There is apparently a connectivity issue between two components
(Be it CJOC, a Client Master, an agent, or anything requiring connectivity).
Looking at the support bundle and informations provide can lead to think the issue could be coming from something in between those components.
So we need to gather dumps from each side to understand where the connection might have be reset or cut down, for example.
On each node requested by support, run the following commands in background.
For example, if you have issues between a CJOC, a Client Master and one agent, you want to run this 3 times.
Command(s) to run
$ export CASEID=CHANGE_IT_TO_THE_ZENDESK_ISSUE_ID $ mkdir zd-$CASEID-tcpdump-$(hostname) $ cd zd-$CASEID-tcpdump-$(hostname) $ nohup sudo tcpdump -i eth0 -s 1522 -C 10000000 -w tcpdump.cap -W 100 -Z root &
When do I run this command?
You can, and should, run it before the issue occurs again.
Indeed: this is going to set up rotating dump files and dump the network traffic there. So, it will take up to ~1 GB of disk on each node (100 x ~10 MB), and not more.
What do you I do when this has occurred again?

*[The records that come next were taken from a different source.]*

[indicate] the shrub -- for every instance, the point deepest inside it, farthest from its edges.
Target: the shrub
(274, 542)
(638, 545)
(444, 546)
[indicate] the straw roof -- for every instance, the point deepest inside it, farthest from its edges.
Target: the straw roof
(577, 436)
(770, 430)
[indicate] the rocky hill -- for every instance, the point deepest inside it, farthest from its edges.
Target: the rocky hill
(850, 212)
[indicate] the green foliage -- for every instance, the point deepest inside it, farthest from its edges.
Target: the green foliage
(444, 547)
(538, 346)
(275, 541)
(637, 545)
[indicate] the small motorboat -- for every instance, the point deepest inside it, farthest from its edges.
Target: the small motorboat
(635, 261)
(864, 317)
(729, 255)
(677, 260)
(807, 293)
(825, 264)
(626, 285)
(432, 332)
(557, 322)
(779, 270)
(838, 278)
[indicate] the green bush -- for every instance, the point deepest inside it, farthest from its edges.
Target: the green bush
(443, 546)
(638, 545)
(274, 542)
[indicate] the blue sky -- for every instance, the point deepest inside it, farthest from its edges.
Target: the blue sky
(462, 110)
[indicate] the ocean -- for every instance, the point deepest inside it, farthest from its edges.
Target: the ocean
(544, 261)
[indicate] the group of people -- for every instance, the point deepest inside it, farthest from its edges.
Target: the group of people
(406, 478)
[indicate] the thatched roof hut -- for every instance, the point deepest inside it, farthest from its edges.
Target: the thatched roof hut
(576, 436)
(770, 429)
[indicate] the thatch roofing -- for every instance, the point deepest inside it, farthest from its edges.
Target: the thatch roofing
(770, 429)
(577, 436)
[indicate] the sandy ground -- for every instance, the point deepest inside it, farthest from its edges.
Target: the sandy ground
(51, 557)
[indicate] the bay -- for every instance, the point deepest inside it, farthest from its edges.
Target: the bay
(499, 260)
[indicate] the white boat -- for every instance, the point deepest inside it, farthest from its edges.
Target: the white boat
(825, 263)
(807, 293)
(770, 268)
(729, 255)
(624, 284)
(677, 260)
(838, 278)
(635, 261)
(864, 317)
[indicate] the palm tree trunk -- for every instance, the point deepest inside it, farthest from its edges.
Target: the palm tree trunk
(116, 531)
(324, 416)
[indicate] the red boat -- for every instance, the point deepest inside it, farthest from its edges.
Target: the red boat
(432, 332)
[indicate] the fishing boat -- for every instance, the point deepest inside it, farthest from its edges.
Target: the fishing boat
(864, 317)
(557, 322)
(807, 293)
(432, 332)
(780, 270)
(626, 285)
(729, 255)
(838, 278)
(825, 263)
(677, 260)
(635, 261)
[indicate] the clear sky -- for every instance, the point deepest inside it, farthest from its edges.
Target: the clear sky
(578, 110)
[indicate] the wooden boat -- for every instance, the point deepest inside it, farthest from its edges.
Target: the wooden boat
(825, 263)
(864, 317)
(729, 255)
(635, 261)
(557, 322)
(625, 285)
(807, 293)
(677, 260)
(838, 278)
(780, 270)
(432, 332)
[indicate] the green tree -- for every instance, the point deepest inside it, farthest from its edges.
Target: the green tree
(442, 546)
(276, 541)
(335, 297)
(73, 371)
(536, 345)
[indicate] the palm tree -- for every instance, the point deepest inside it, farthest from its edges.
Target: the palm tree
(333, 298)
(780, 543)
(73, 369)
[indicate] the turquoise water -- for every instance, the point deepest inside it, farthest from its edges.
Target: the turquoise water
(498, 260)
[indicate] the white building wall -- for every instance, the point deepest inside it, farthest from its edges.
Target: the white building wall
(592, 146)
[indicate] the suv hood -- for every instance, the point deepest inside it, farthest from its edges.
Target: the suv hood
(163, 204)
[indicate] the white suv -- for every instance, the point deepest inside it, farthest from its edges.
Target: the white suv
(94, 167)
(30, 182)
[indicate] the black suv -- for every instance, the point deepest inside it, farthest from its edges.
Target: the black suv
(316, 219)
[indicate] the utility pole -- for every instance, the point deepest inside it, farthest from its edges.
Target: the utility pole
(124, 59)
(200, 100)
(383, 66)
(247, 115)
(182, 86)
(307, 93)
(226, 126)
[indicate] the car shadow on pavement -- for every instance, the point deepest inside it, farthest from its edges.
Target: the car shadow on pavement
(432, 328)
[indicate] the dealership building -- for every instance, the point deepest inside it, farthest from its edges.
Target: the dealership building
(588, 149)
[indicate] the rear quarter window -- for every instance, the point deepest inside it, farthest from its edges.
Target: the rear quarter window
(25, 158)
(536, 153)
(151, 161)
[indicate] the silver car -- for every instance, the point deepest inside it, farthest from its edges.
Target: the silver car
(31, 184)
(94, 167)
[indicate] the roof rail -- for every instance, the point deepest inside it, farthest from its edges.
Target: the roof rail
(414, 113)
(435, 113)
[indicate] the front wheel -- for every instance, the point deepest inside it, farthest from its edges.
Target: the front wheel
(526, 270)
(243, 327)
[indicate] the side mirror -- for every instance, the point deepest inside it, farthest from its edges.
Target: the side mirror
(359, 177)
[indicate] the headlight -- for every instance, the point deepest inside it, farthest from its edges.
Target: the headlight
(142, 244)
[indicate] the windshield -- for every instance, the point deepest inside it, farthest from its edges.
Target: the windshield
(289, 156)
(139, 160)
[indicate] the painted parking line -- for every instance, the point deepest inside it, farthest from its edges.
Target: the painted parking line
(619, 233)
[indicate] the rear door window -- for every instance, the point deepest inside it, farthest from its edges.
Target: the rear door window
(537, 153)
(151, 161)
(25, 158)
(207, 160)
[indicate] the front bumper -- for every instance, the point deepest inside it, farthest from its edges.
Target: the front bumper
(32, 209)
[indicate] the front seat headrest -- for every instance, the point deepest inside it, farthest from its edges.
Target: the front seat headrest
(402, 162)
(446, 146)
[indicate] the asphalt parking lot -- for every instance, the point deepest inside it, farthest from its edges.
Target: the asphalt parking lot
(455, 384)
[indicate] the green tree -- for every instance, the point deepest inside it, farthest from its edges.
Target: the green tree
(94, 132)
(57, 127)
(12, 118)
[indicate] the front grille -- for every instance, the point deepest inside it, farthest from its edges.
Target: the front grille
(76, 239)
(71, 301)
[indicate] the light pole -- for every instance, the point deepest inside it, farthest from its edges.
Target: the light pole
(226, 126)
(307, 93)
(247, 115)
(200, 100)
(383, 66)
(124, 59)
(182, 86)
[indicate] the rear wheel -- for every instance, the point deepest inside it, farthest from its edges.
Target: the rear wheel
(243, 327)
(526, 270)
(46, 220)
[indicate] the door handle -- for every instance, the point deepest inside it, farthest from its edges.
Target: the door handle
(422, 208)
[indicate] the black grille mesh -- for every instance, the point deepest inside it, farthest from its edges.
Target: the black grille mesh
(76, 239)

Zip the directory you created above, and send it our way.
$ zip -9 -r zd-$CASEID-tcpdump-$(hostname).zip zd-$CASEID-tcpdump-$(hostname)
You will most probably need [that documentation](How to send a file that is too large for zendesk.md) to send us big files.
- Make sure to tell us the exact time slot where you saw the issue occur again.
This is required for us to be able to correlate the dates between network dumps, support bundles data and any information you may have provided us with.
- IMPORTANT: machines must be synchronized in time for us to be able to analyze them.
- Please also provide a new support bundle per each node when the next issue occurs. That may help us correlate network packets to potential error logs.